Novel guard cell sink characteristics revealed by a multi-species/cell-types meta-analysis of 13C-labelling experiments

Abstract

The tricarboxylic acid (TCA) cycle is an important metabolic pathway to underpin stomatal movements, given that respiration is thought to be the main energy source for guard cell (GC) metabolism. However, it is still unclear how the metabolic fluxes throughout the TCA cycle and associated pathways are regulated in GCs.
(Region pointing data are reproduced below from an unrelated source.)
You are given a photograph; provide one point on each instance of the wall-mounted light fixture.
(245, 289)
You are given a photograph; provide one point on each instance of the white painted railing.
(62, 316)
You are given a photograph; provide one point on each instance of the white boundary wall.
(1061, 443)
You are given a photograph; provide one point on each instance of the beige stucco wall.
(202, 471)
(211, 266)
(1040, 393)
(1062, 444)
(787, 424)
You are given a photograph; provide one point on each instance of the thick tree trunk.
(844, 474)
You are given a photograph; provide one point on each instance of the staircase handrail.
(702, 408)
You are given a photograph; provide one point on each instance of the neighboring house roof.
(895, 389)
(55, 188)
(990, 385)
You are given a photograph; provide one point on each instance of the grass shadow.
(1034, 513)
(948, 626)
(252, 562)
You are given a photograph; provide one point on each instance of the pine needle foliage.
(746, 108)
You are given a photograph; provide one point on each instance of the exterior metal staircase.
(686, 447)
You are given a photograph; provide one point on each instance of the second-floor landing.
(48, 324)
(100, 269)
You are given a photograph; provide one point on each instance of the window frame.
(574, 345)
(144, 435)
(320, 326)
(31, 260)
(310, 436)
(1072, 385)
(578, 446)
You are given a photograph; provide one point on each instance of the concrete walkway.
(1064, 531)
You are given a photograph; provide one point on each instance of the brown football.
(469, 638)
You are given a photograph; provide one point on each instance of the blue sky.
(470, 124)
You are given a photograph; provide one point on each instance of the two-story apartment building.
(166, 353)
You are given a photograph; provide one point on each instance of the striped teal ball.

Here we used a ¹³C-positional isotopomer approach and performed a multi-species/cell-types analysis based on previous ¹³C-labelling studies carried out using Arabidopsis rosettes, maize leaves, Arabidopsis source and sink leaves, and isolated GCs from Arabidopsis and tobacco. We aimed to compare flux modes through the TCA cycle and associated pathways in GCs and leaves, which are mostly composed by mesophyll cells (MCs). Mesophyll cells showed high ¹³C-enrichment into alanine and aspartate following provision of ¹³CO₂, whilst GCs and sink MCs showed high ¹³C-incorporation into glutamate/glutamine following provision of ¹³C-sucrose. Only GCs showed high ¹³C-enrichment in the carbon 1 atom of glutamine, which is derived from phosphoenolpyruvate carboxylase (PEPc)-mediated CO₂ assimilation. The PEPc-mediated ¹³C-incorporation into malate was similar between GCs and MCs, but GCs had higher ¹³C-enrichment and accumulation of fumarate than MCs. The metabolic fluxes throughout the TCA cycle of illuminated GCs resemble those of sink MCs, but with different contribution from PEPc, glycolysis and the TCA cycle to glutamate/glutamine synthesis. We further demonstrate that transamination reactions catalysed by alanine and aspartate amino transferases may support non-cyclic TCA flux modes in illuminated MCs.